In conversation, the BCI-alignment connection people usually make is to propose using BCI for value learning. The general idea is that information about the brain could help us learn (approximations of) human value functions more effectively than language and behavior alone. The hope is that additional neural information could help constrain the set of possible value functions that could be learned. There might be gains from this additional information, whether or not it makes sense to think we could “read” the value representations in the brain.

While “value learning” is in some sense the most obvious connection to AI alignment, it's hard to say more about what this proposal would look like, in the absence of detailed ideas about the neuroscience of value representation and the state of art in value learning is. This is one of the key further questions in the final section.

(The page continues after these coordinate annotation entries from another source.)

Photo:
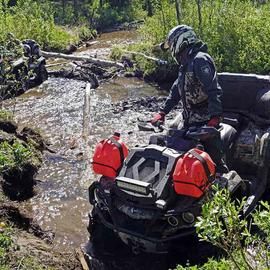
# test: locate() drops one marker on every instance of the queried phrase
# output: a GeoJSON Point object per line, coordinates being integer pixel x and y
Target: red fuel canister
{"type": "Point", "coordinates": [193, 173]}
{"type": "Point", "coordinates": [109, 156]}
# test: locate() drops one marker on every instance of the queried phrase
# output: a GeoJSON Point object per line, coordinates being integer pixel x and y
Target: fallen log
{"type": "Point", "coordinates": [57, 64]}
{"type": "Point", "coordinates": [100, 62]}
{"type": "Point", "coordinates": [157, 60]}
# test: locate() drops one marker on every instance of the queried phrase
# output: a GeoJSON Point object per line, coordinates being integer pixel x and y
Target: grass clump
{"type": "Point", "coordinates": [15, 156]}
{"type": "Point", "coordinates": [5, 116]}
{"type": "Point", "coordinates": [222, 225]}
{"type": "Point", "coordinates": [10, 256]}
{"type": "Point", "coordinates": [31, 20]}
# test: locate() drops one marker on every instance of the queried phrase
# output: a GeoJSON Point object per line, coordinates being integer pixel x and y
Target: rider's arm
{"type": "Point", "coordinates": [205, 71]}
{"type": "Point", "coordinates": [173, 98]}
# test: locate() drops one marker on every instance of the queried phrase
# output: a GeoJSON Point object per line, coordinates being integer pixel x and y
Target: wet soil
{"type": "Point", "coordinates": [56, 109]}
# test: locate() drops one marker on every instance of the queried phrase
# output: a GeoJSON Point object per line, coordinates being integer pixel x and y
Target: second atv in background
{"type": "Point", "coordinates": [21, 67]}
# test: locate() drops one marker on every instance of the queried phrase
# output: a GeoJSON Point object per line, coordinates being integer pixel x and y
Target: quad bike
{"type": "Point", "coordinates": [24, 72]}
{"type": "Point", "coordinates": [150, 196]}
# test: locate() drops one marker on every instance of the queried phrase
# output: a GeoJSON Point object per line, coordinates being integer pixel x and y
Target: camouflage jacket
{"type": "Point", "coordinates": [196, 87]}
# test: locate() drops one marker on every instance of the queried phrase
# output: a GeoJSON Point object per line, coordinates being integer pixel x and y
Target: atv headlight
{"type": "Point", "coordinates": [188, 217]}
{"type": "Point", "coordinates": [133, 185]}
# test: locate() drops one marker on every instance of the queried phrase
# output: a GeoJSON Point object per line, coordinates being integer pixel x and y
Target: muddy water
{"type": "Point", "coordinates": [56, 109]}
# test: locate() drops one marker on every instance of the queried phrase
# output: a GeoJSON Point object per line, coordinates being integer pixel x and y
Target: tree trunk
{"type": "Point", "coordinates": [149, 8]}
{"type": "Point", "coordinates": [100, 62]}
{"type": "Point", "coordinates": [178, 10]}
{"type": "Point", "coordinates": [75, 8]}
{"type": "Point", "coordinates": [199, 5]}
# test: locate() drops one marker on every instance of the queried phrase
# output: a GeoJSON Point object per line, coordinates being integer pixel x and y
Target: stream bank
{"type": "Point", "coordinates": [23, 243]}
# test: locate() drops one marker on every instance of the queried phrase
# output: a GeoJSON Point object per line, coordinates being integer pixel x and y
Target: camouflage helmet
{"type": "Point", "coordinates": [178, 39]}
{"type": "Point", "coordinates": [10, 35]}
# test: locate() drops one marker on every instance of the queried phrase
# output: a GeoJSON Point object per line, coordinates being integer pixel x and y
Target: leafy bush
{"type": "Point", "coordinates": [16, 156]}
{"type": "Point", "coordinates": [236, 32]}
{"type": "Point", "coordinates": [30, 20]}
{"type": "Point", "coordinates": [221, 225]}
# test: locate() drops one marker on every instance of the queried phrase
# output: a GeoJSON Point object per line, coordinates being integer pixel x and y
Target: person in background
{"type": "Point", "coordinates": [196, 87]}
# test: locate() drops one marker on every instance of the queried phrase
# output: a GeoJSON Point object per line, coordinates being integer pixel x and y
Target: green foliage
{"type": "Point", "coordinates": [236, 31]}
{"type": "Point", "coordinates": [6, 116]}
{"type": "Point", "coordinates": [30, 20]}
{"type": "Point", "coordinates": [221, 225]}
{"type": "Point", "coordinates": [212, 264]}
{"type": "Point", "coordinates": [9, 259]}
{"type": "Point", "coordinates": [15, 156]}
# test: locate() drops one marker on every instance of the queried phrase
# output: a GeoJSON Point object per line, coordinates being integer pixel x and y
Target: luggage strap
{"type": "Point", "coordinates": [203, 162]}
{"type": "Point", "coordinates": [120, 148]}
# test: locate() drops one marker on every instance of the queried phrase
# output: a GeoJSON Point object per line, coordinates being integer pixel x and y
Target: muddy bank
{"type": "Point", "coordinates": [20, 158]}
{"type": "Point", "coordinates": [22, 238]}
{"type": "Point", "coordinates": [29, 246]}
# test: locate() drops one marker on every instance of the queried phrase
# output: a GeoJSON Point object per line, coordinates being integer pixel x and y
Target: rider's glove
{"type": "Point", "coordinates": [158, 119]}
{"type": "Point", "coordinates": [214, 121]}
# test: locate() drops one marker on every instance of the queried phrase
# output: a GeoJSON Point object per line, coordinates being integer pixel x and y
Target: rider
{"type": "Point", "coordinates": [196, 86]}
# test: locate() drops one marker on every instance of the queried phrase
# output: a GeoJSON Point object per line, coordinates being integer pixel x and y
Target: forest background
{"type": "Point", "coordinates": [236, 31]}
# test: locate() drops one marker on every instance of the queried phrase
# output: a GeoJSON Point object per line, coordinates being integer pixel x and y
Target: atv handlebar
{"type": "Point", "coordinates": [202, 133]}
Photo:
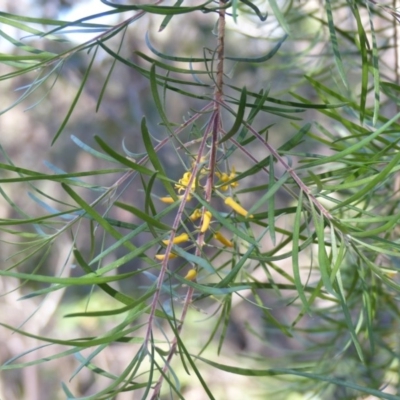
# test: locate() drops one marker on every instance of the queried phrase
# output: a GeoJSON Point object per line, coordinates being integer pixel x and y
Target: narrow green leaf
{"type": "Point", "coordinates": [75, 101]}
{"type": "Point", "coordinates": [143, 216]}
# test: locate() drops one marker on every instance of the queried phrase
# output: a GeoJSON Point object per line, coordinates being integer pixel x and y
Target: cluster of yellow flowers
{"type": "Point", "coordinates": [223, 185]}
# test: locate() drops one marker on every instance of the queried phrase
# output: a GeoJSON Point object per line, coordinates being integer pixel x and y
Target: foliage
{"type": "Point", "coordinates": [286, 201]}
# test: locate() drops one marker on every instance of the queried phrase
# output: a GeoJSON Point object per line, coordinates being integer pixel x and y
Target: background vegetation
{"type": "Point", "coordinates": [200, 200]}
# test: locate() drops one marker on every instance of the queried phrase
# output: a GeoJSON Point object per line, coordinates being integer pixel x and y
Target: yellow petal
{"type": "Point", "coordinates": [161, 257]}
{"type": "Point", "coordinates": [219, 236]}
{"type": "Point", "coordinates": [206, 221]}
{"type": "Point", "coordinates": [237, 207]}
{"type": "Point", "coordinates": [191, 275]}
{"type": "Point", "coordinates": [184, 237]}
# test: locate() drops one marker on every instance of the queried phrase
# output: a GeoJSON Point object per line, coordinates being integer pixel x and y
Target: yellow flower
{"type": "Point", "coordinates": [206, 221]}
{"type": "Point", "coordinates": [237, 207]}
{"type": "Point", "coordinates": [184, 237]}
{"type": "Point", "coordinates": [226, 242]}
{"type": "Point", "coordinates": [224, 177]}
{"type": "Point", "coordinates": [167, 199]}
{"type": "Point", "coordinates": [161, 257]}
{"type": "Point", "coordinates": [195, 215]}
{"type": "Point", "coordinates": [170, 200]}
{"type": "Point", "coordinates": [184, 182]}
{"type": "Point", "coordinates": [191, 275]}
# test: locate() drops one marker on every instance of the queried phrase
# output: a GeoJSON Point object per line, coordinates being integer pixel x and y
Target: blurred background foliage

Other sources of more data besides BCI

Of course, neural recording is not the only source of additional information about humans. Other examples include: video (and in particular, information about body language and facial expression), pupil dilation, heart rate monitoring, electrodermal activity. AI safety researchers I have spoken are not aware of any work that utilizes these sources - one reason being that there is just that there is so much more to explore using language alone, and this research is both cheaper and prima facie more promising than work incorporating these additional measures.

3. Future directions and open questions

As noted, all of these proposals are very sketchy. To evaluate their plausibility, we need: a clearer picture of the proposal, and a more fine-grained analysis of what level of BCI technology would be needed. Greater knowledge of neuroscience than I have would be helpful here (paging Steve Byrnes).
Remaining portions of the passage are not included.